QS invite les citoyens se mobiliser pour décrier la crise du logement

MONTRÉAL — Québec solidaire (QS) invite les citoyens à continuer de manifester et à écrire à la ministre de l’Habitation Andrée Laforest et au premier ministre François Legault pour décrier la crise du logement qui sévit dans la province.

«C’est en se solidarisant, en collectivisant qu’on va pouvoir créer un rapport de force face à ce gouvernement-là qui est, ma foi, complètement bloqué, fermé en ce moment», a soutenu la porte-parole de QS, Manon Massé, samedi, lors d’une assemblée virtuelle organisée par le parti.

QS tenait une «assemblée des évincés», à laquelle ont participé plusieurs représentants d’organismes et des citoyens qui doivent en découdre avec leurs propriétaires pour ne pas quitter leur logement.

«Ces gens-là ont une machine très bien rodée, ils savent comment faire, ils savent où aller», a témoigné Jean-Claude Savard, qui vit dans une chambre d’hôtel après avoir été évincé de son logement du quartier Côte-des-Neiges, à Montréal.

«J’ai vu des personnes en détresse psychologique. Pendant trois semaines j’ai appelé le CLSC et le CLSC n’avait pas de ressources, il ne me rappelait pas. Il y a une réalité humaine aussi, pas juste financière.»

Et le phénomène ne touche pas seulement les résidents de la métropole, selon les témoignages. Érick Tremblay habite Saguenay, et il dit qu’il n’a pas accès à un logement abordable près des services.

«Ici, on n’a même pas d’autobus pour aller travailler la fin de semaine. Ici, si tu ne te loges pas dans le centre-ville, tu es soit à Jonquière, perdu, soit dans des coins isolés où tu n’as pas accès aux services comme tu pourrais avoir dans le centre-ville», a-t-il relaté.
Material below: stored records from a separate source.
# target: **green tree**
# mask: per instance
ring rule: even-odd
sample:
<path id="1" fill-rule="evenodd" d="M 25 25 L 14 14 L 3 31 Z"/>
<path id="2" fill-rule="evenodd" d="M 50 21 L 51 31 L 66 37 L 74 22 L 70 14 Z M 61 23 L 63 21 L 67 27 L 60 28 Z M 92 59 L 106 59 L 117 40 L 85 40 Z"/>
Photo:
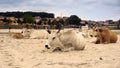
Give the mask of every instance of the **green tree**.
<path id="1" fill-rule="evenodd" d="M 18 18 L 17 23 L 22 24 L 22 21 L 20 20 L 20 18 Z"/>
<path id="2" fill-rule="evenodd" d="M 71 15 L 68 20 L 71 25 L 80 25 L 81 22 L 81 19 L 76 15 Z"/>
<path id="3" fill-rule="evenodd" d="M 52 25 L 52 22 L 50 21 L 50 19 L 48 20 L 48 25 Z"/>
<path id="4" fill-rule="evenodd" d="M 47 21 L 47 19 L 46 18 L 42 18 L 42 21 Z"/>
<path id="5" fill-rule="evenodd" d="M 35 19 L 30 14 L 25 14 L 25 15 L 23 15 L 22 18 L 23 18 L 24 23 L 34 24 L 34 22 L 35 22 Z"/>
<path id="6" fill-rule="evenodd" d="M 51 23 L 52 23 L 52 28 L 56 28 L 57 27 L 57 23 L 58 22 L 56 20 L 53 20 Z"/>
<path id="7" fill-rule="evenodd" d="M 54 25 L 56 29 L 61 29 L 63 24 L 64 22 L 62 19 L 59 21 L 53 20 L 52 22 L 52 25 Z"/>
<path id="8" fill-rule="evenodd" d="M 65 26 L 69 25 L 69 18 L 67 18 L 67 19 L 65 20 L 64 25 L 65 25 Z"/>
<path id="9" fill-rule="evenodd" d="M 63 19 L 60 19 L 58 22 L 59 22 L 60 24 L 64 25 Z"/>
<path id="10" fill-rule="evenodd" d="M 57 21 L 56 20 L 53 20 L 52 21 L 52 25 L 56 25 Z"/>

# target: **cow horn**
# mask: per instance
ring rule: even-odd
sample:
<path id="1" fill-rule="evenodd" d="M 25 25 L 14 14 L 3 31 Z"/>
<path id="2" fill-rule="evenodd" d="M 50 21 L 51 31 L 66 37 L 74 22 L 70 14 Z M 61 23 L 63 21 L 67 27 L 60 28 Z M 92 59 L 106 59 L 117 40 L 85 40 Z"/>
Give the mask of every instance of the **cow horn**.
<path id="1" fill-rule="evenodd" d="M 51 31 L 50 31 L 49 29 L 46 28 L 46 31 L 47 31 L 49 34 L 51 34 Z"/>
<path id="2" fill-rule="evenodd" d="M 60 30 L 61 30 L 61 29 L 58 29 L 57 33 L 59 33 L 59 32 L 60 32 Z"/>

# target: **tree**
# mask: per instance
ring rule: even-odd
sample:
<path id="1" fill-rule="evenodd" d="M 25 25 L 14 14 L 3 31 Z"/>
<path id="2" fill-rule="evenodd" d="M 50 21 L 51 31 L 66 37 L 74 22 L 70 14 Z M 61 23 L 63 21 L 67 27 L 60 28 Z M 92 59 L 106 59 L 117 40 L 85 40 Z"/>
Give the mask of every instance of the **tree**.
<path id="1" fill-rule="evenodd" d="M 45 25 L 48 24 L 47 18 L 42 18 L 41 21 L 44 22 Z"/>
<path id="2" fill-rule="evenodd" d="M 64 25 L 63 19 L 60 19 L 58 22 L 59 22 L 60 24 Z"/>
<path id="3" fill-rule="evenodd" d="M 41 20 L 42 20 L 42 21 L 47 21 L 47 19 L 46 19 L 46 18 L 42 18 Z"/>
<path id="4" fill-rule="evenodd" d="M 65 20 L 64 25 L 65 25 L 65 26 L 69 25 L 69 18 L 67 18 L 67 19 Z"/>
<path id="5" fill-rule="evenodd" d="M 57 28 L 58 21 L 53 20 L 51 23 L 52 23 L 53 28 Z"/>
<path id="6" fill-rule="evenodd" d="M 30 14 L 25 14 L 23 15 L 23 22 L 24 23 L 30 23 L 30 24 L 33 24 L 35 22 L 35 19 L 32 17 L 32 15 Z"/>
<path id="7" fill-rule="evenodd" d="M 20 18 L 18 18 L 17 23 L 22 24 L 22 21 L 20 20 Z"/>
<path id="8" fill-rule="evenodd" d="M 48 25 L 50 26 L 52 25 L 52 22 L 50 21 L 50 19 L 48 20 Z"/>
<path id="9" fill-rule="evenodd" d="M 35 16 L 40 16 L 41 18 L 54 18 L 53 13 L 46 13 L 46 12 L 0 12 L 0 16 L 4 17 L 16 17 L 16 18 L 21 18 L 25 14 L 30 14 L 33 17 Z"/>
<path id="10" fill-rule="evenodd" d="M 5 24 L 8 24 L 8 19 L 5 17 L 5 18 L 3 19 L 3 22 L 4 22 Z"/>
<path id="11" fill-rule="evenodd" d="M 71 25 L 80 25 L 81 22 L 81 19 L 76 15 L 71 15 L 68 20 Z"/>

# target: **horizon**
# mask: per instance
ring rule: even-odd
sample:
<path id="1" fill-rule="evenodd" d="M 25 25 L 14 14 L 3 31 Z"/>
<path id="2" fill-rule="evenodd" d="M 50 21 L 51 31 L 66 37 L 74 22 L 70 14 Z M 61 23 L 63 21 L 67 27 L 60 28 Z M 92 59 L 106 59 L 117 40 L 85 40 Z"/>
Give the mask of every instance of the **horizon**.
<path id="1" fill-rule="evenodd" d="M 0 8 L 0 12 L 53 13 L 55 18 L 77 15 L 82 20 L 117 21 L 120 19 L 120 0 L 2 0 Z"/>

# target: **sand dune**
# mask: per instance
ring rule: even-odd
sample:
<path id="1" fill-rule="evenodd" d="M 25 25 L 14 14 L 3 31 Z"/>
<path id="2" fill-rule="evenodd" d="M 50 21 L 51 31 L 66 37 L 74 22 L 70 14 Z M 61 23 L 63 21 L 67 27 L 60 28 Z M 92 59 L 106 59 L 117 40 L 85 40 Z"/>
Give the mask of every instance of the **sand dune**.
<path id="1" fill-rule="evenodd" d="M 50 53 L 42 52 L 46 39 L 12 39 L 0 34 L 0 68 L 120 68 L 118 36 L 117 43 L 94 44 L 86 39 L 83 51 Z"/>

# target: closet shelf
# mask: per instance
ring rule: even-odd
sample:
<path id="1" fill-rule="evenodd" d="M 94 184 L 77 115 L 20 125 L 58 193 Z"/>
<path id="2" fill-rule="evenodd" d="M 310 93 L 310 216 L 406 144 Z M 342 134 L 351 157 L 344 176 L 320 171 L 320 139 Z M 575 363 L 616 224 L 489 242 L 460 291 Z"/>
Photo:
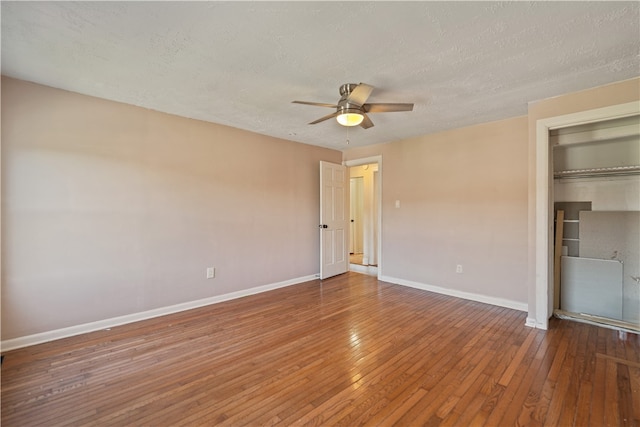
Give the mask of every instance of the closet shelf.
<path id="1" fill-rule="evenodd" d="M 640 175 L 640 165 L 556 171 L 554 178 L 589 178 L 597 176 Z"/>

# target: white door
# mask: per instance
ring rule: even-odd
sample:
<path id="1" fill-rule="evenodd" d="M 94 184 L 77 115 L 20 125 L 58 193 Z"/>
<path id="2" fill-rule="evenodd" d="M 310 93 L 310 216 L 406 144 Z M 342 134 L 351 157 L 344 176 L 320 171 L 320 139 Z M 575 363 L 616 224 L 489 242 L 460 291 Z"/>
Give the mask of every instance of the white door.
<path id="1" fill-rule="evenodd" d="M 320 162 L 320 279 L 347 272 L 347 190 L 347 167 Z"/>

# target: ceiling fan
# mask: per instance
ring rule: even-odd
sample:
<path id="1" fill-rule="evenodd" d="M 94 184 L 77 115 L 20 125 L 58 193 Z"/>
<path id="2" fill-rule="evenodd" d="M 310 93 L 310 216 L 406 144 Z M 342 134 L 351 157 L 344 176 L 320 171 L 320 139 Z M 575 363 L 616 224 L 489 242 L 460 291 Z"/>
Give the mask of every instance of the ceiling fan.
<path id="1" fill-rule="evenodd" d="M 294 104 L 315 105 L 318 107 L 335 108 L 334 113 L 314 120 L 310 125 L 329 120 L 335 117 L 338 123 L 343 126 L 358 126 L 368 129 L 373 126 L 373 122 L 367 113 L 390 113 L 393 111 L 412 111 L 413 104 L 382 104 L 369 103 L 367 99 L 373 91 L 373 86 L 366 83 L 346 83 L 340 86 L 340 100 L 337 104 L 323 104 L 320 102 L 293 101 Z"/>

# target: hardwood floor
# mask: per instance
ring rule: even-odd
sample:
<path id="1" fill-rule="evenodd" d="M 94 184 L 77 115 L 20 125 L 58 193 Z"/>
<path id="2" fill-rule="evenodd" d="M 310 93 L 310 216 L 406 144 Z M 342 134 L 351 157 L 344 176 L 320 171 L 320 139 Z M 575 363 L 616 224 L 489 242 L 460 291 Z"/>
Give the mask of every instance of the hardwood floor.
<path id="1" fill-rule="evenodd" d="M 640 339 L 348 273 L 11 351 L 2 426 L 632 426 Z"/>

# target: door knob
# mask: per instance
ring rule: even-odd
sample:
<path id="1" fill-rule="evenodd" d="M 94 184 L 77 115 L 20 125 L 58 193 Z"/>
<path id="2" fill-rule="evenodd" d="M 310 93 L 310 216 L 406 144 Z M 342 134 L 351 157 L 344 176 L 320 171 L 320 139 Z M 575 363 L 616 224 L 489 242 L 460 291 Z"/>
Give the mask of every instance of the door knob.
<path id="1" fill-rule="evenodd" d="M 327 224 L 320 224 L 318 227 L 320 227 L 320 228 L 329 228 L 329 226 Z"/>

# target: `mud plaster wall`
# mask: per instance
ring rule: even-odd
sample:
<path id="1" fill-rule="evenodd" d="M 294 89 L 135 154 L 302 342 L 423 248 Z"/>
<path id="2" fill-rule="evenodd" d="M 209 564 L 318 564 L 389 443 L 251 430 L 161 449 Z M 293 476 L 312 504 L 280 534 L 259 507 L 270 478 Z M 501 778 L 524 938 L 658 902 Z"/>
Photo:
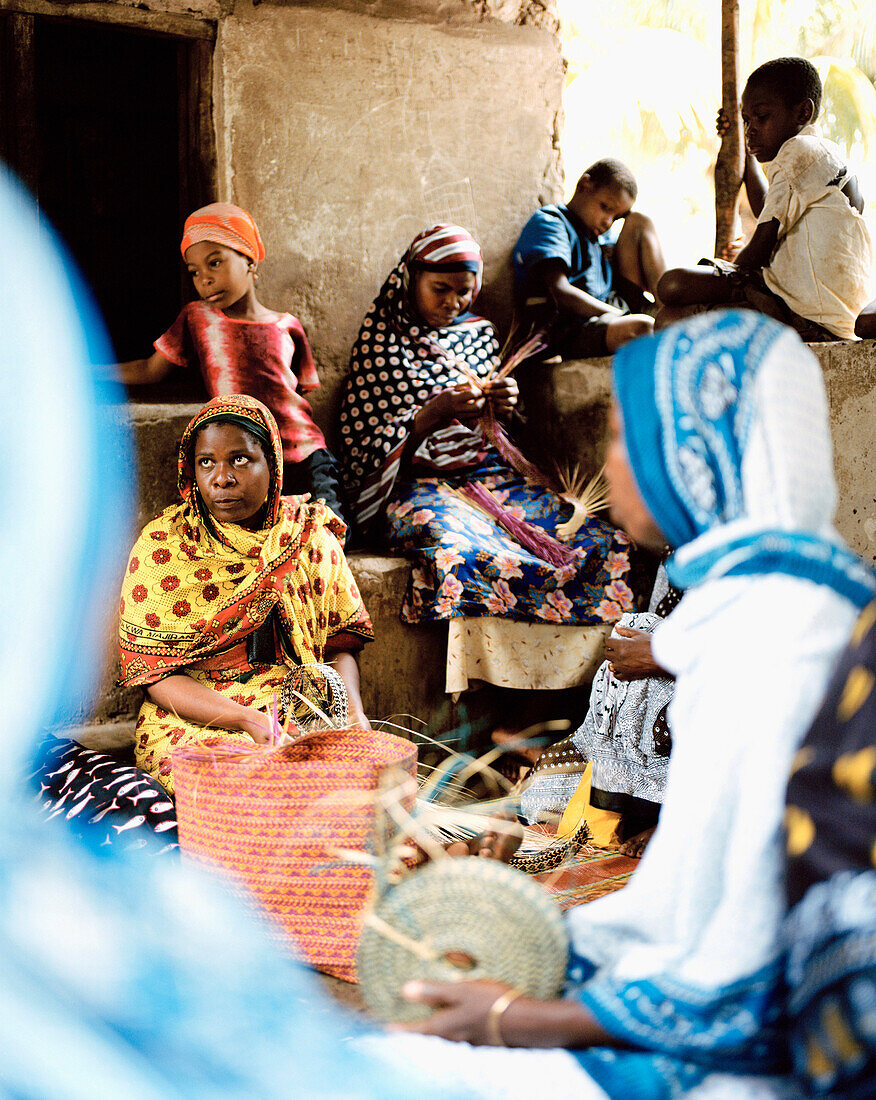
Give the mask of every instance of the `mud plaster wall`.
<path id="1" fill-rule="evenodd" d="M 505 327 L 511 247 L 562 186 L 559 42 L 514 25 L 543 5 L 453 0 L 432 5 L 437 21 L 351 6 L 238 3 L 215 53 L 220 197 L 259 223 L 260 296 L 307 329 L 329 432 L 365 310 L 416 233 L 446 220 L 475 233 L 479 309 Z"/>

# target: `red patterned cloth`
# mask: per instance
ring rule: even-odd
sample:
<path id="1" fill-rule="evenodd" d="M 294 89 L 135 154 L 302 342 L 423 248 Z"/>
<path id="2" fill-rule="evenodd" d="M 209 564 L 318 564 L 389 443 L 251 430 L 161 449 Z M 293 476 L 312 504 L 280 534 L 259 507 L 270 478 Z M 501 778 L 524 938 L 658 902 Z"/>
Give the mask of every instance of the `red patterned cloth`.
<path id="1" fill-rule="evenodd" d="M 565 912 L 620 890 L 629 882 L 640 863 L 641 860 L 619 855 L 608 848 L 588 845 L 562 867 L 543 871 L 533 878 L 542 884 Z"/>
<path id="2" fill-rule="evenodd" d="M 310 405 L 299 393 L 319 386 L 301 322 L 238 321 L 206 302 L 190 302 L 155 341 L 177 366 L 198 366 L 211 397 L 245 393 L 267 405 L 283 440 L 285 462 L 301 462 L 325 447 Z"/>

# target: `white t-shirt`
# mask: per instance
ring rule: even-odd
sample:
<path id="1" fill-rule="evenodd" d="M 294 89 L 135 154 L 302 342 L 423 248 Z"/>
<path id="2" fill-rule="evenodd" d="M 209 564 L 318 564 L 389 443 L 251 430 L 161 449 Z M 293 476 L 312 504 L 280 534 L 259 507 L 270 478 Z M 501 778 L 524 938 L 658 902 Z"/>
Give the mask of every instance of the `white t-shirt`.
<path id="1" fill-rule="evenodd" d="M 873 297 L 872 244 L 842 193 L 849 170 L 840 150 L 817 126 L 804 126 L 764 171 L 769 189 L 758 222 L 779 223 L 766 285 L 799 316 L 856 339 L 855 320 Z"/>

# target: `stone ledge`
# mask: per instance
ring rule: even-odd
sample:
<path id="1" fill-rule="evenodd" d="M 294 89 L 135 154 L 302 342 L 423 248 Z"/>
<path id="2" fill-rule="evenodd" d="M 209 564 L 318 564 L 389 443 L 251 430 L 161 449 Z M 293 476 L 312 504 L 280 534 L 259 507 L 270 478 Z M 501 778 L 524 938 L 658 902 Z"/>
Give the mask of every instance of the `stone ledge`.
<path id="1" fill-rule="evenodd" d="M 116 752 L 134 743 L 134 720 L 129 722 L 92 722 L 55 731 L 56 737 L 70 737 L 95 752 Z"/>
<path id="2" fill-rule="evenodd" d="M 876 562 L 876 341 L 810 344 L 824 371 L 830 406 L 840 534 Z M 545 364 L 520 377 L 529 418 L 526 443 L 550 468 L 562 460 L 594 472 L 605 458 L 611 359 Z"/>
<path id="3" fill-rule="evenodd" d="M 127 422 L 137 456 L 137 529 L 176 499 L 176 467 L 183 430 L 203 402 L 193 405 L 115 405 L 112 415 Z"/>
<path id="4" fill-rule="evenodd" d="M 430 721 L 445 699 L 447 624 L 400 621 L 411 571 L 406 558 L 353 551 L 349 561 L 375 633 L 359 660 L 365 712 L 372 721 L 393 715 Z"/>

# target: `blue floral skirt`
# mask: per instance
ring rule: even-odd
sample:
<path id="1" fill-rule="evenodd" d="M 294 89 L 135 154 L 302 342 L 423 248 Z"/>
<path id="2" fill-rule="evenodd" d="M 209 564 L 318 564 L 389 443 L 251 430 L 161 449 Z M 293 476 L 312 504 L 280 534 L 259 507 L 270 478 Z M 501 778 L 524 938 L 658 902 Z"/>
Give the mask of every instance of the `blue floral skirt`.
<path id="1" fill-rule="evenodd" d="M 486 486 L 518 519 L 550 535 L 571 515 L 571 505 L 489 458 L 461 475 L 398 481 L 386 516 L 390 548 L 414 560 L 403 622 L 495 615 L 592 625 L 633 610 L 622 531 L 588 519 L 569 543 L 577 561 L 557 568 L 452 491 L 466 481 Z"/>

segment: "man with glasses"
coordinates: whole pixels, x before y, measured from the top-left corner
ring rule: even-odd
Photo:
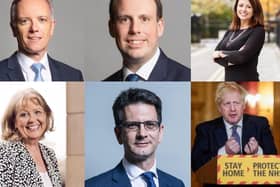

Certains participants de l’assemblée ont suggéré d’adopter un moratoire sur les évictions pendant la pandémie, et d’instaurer un registre de propriétaires délinquants.

Appel à la mobilisation

En réaction aux témoignages, Manon Massé a fait valoir que les dix députés solidaires portaient ce combat à l’Assemblée nationale, mais, dit-elle, cela ne suffira pas à «renverser la machine» gouvernementale.

Le parti fait donc circuler une pétition et a rédigé un modèle de lettre, que les citoyens pourront signer et envoyer à la ministre Laforest et au premier ministre Legault.

Mme Massé a aussi encouragé les citoyens à continuer de manifester pour dénoncer la situation.

Plusieurs manifestations organisées par le Regroupement des comités logement et associations de locataires du Québec (RCLALQ) ont d’ailleurs lieu samedi à l’occasion de la Journée des locataires.

«Maintenant, la parole est à vous. Ce qu’on veut, c’est d’être en mesure de vous entendre pour pouvoir continuer à vous soutenir adéquatement», a conclu Mme Massé.

«Une fausse perception»

Québec solidaire, ainsi que plusieurs organismes communautaires déplorent depuis longtemps une pénurie de logements ainsi qu’une perte de contrôle dans le prix des loyers.

Dans un communiqué, l’Association des propriétaires du Québec (APQ) souligne que les associations de locataires ont une «fausse perception du marché locatif».

L’APQ estime en fait qu’il existe trop de restrictions sur les loyers et elle demande au contraire au gouvernement «d’assouplir les règles» notamment lorsque les propriétaires effectuent des rénovations.

L’organisation rappelle que les locataires ont des recours pour contester une augmentation qu’ils jugeraient excessive.

«C’est une réforme complète du marché locatif qui doit être faite. Et celle-ci doit prévoir que les loyers soient négociés entre les parties quand le logement est libre et ainsi permettre un ajustement des prix», a plaidé Martin Messier, président de l’APQ.

Des déséquilibres importants, selon la SCHL

Selon un rapport de la Société canadienne d’hypothèques et de logement (SCHL) publié en janvier dernier, si le taux d’inoccupation dans les logements a augmenté à 2,7 % à Montréal en 2020, il a stagné à 1,2 % en banlieue. De plus, le loyer moyen a augmenté de 4,2 % dans la grande région de Montréal, ce qui est la plus forte augmentation depuis 2003.

Le taux d’inoccupation est demeuré stable à Québec (2,7%) et Gatineau (1,6 %). L’augmentation des loyers a progressé à Québec (2,7%) et ralenti à Gatineau (2,7 %).

«Bien que globalement, le marché locatif se soit quelque peu détendu en 2020, ces résultats confirment que d’importants déséquilibres et de fortes pressions persistent, en particulier pour les ménages locataires à faible revenu», indique la SCHL dans son document.